Me pirran los entierros. Desde siempre. Parece que no, y la asistencia a este tipo de actos, es una forma muy interesante de penetrar en el mundo de la reflexión. Nunca disponemos de tiempo para nada; para nada interesante, me refiero. Somos esclavos del puto reloj (¡vaya topicazo!) Y si no hay freno, tampoco hay parada. No hacemos ni un stop en nuestra rutina diaria, hasta que un trallazo brutal nos obliga a estacionar –por un ratito- todos los problemas que sufrimos y, a la vez, a dibujar un breve paréntesis en nuestro cerebro, en el que pensar de dónde venimos y a dónde nos dirigimos. Según la proximidad del finado, además del seso, también reacciona el corazón.
Hoy en día, la gran mayoría de cadáveres son trasladados a un tanatorio, que viene a ser como una residencia de ancianos, pero con menos esperanza de futuro.
Antes, la gente se solía morir en casa –excepto los atropellados por un tranvía- lo más dignamente posible. La capilla ardiente en la casa del fallecido era mucho más “guay” que en un tanatorio, donde todo es muy frio, incluyendo el aire acondicionado y, por supuesto, el muerto.
En las familias, disponer de un muerto durante unas cuantas horas era –además de un acontecimiento- un “lujazo”. Los parientes, orgullosos de la ocasión que se les brindaba, se prestaban a mostrarlo con una evidente y poco disimulada satisfacción. Uno entraba en la casa mortuoria y, una vez besado profusamente el familiar de turno, te preguntaban: “¿Quieres verlo? ¡Ha quedado muy bien!”. Acto seguido, te introducían en la habitación, en función de velatorio –donde uno descubría, en la mesita de noche, el último libro que leyó, un calcetín descuidado, una postal del puerto de Sóller, y restos de la ya inútil medicación- y entonces era el momento de comentar: “¡está muy bien; parece que esté durmiendo! Y venía la inmediata respuesta del pariente: “se quedó como un pajarito, el pobre…”
Finalmente, no quedaba más remedio que citar el recuerdo de la última vez que uno estuvo con el muerto, teniendo muy en cuenta de aproximar, al máximo las distancias temporales. Así: “precisamente, no hace ni diez años que nos comimos un arroz en Tito; ¡quien nos lo iba a decir!

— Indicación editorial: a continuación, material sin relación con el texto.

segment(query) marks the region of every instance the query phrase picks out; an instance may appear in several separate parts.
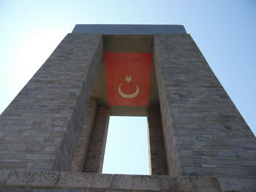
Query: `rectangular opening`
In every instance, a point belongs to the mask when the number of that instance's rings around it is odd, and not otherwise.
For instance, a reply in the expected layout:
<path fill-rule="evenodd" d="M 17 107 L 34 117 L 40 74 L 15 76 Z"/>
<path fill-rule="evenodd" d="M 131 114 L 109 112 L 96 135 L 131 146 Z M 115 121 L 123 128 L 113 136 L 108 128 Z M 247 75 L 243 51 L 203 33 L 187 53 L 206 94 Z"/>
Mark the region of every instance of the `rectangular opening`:
<path fill-rule="evenodd" d="M 110 116 L 102 173 L 149 174 L 146 117 Z"/>

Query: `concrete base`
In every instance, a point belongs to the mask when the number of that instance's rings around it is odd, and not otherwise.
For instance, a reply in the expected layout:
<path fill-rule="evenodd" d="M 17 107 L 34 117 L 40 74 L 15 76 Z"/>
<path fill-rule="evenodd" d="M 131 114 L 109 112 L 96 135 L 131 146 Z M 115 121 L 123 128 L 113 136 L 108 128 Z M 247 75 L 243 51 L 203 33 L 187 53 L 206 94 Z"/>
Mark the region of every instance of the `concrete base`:
<path fill-rule="evenodd" d="M 255 191 L 253 180 L 0 170 L 0 191 Z"/>

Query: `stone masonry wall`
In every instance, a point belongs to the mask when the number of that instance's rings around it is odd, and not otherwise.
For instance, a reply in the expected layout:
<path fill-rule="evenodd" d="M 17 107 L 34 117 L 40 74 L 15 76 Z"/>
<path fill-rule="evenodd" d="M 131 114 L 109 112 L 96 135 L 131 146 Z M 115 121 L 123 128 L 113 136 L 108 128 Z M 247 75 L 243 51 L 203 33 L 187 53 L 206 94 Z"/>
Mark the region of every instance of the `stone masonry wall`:
<path fill-rule="evenodd" d="M 148 107 L 147 111 L 151 174 L 167 175 L 168 169 L 160 109 L 159 107 Z"/>
<path fill-rule="evenodd" d="M 106 146 L 109 108 L 97 106 L 91 139 L 84 163 L 84 172 L 102 173 Z"/>
<path fill-rule="evenodd" d="M 78 136 L 72 161 L 71 172 L 83 172 L 88 146 L 91 139 L 91 130 L 94 126 L 96 110 L 97 99 L 92 98 L 84 116 L 82 130 Z"/>
<path fill-rule="evenodd" d="M 256 178 L 255 137 L 191 37 L 154 52 L 170 174 Z"/>
<path fill-rule="evenodd" d="M 0 169 L 69 170 L 102 53 L 101 35 L 62 40 L 0 117 Z"/>

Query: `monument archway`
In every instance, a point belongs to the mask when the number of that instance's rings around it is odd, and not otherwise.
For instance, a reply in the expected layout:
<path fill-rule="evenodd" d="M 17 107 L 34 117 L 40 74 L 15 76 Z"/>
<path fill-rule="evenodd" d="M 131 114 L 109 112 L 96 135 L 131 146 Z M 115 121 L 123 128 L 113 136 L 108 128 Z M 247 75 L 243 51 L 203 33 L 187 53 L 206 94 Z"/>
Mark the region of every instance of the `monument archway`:
<path fill-rule="evenodd" d="M 72 170 L 101 172 L 103 164 L 108 119 L 113 116 L 145 116 L 148 124 L 150 173 L 167 174 L 162 124 L 159 109 L 155 69 L 153 64 L 153 36 L 105 35 L 104 54 L 94 86 L 92 98 L 97 102 L 97 118 L 105 118 L 105 125 L 94 120 L 91 138 L 85 152 L 77 153 Z M 108 112 L 97 113 L 98 110 Z M 102 115 L 102 117 L 99 117 Z M 99 130 L 99 127 L 102 130 Z M 83 131 L 83 130 L 82 130 Z M 102 135 L 99 134 L 102 132 Z M 97 138 L 98 137 L 98 138 Z M 84 145 L 87 143 L 83 142 Z M 78 145 L 81 142 L 79 142 Z M 97 143 L 97 145 L 96 145 Z M 99 146 L 100 145 L 102 146 Z M 86 149 L 88 147 L 88 149 Z M 78 147 L 79 148 L 79 147 Z M 81 158 L 79 155 L 84 155 Z M 77 159 L 83 159 L 78 161 Z M 84 163 L 84 166 L 79 165 Z M 98 166 L 92 168 L 92 164 Z"/>

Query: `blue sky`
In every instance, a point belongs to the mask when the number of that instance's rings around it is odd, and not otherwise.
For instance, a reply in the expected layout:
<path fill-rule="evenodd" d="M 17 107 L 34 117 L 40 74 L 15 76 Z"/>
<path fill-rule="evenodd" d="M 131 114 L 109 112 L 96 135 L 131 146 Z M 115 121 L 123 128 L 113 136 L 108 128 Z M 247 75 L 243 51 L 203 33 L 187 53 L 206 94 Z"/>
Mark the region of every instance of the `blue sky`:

A partir de ese momento, se oía un cierto revuelo en el comedor y en el salón y el visitante se dirigía a estas estancias, en las que el coñac corría como agua y el ambiente estaba más caldeado que en el Bernabeu en un partido contra el equipo de Messi. Allí, lo clásico era contarse chistes los unos a los otros. Avanzando el tiempo, los salones –y los pasillos, y el cuarto de los niños, y la cocina, y la abuela (que sigue viviendo, jeje)- se iban llenando de gente y, con la grata ayuda del alcohol, los chistes y los chascarrillos subían de tono con una facilidad pasmosa.
Ese era el momento póstumo de la “reflexión”.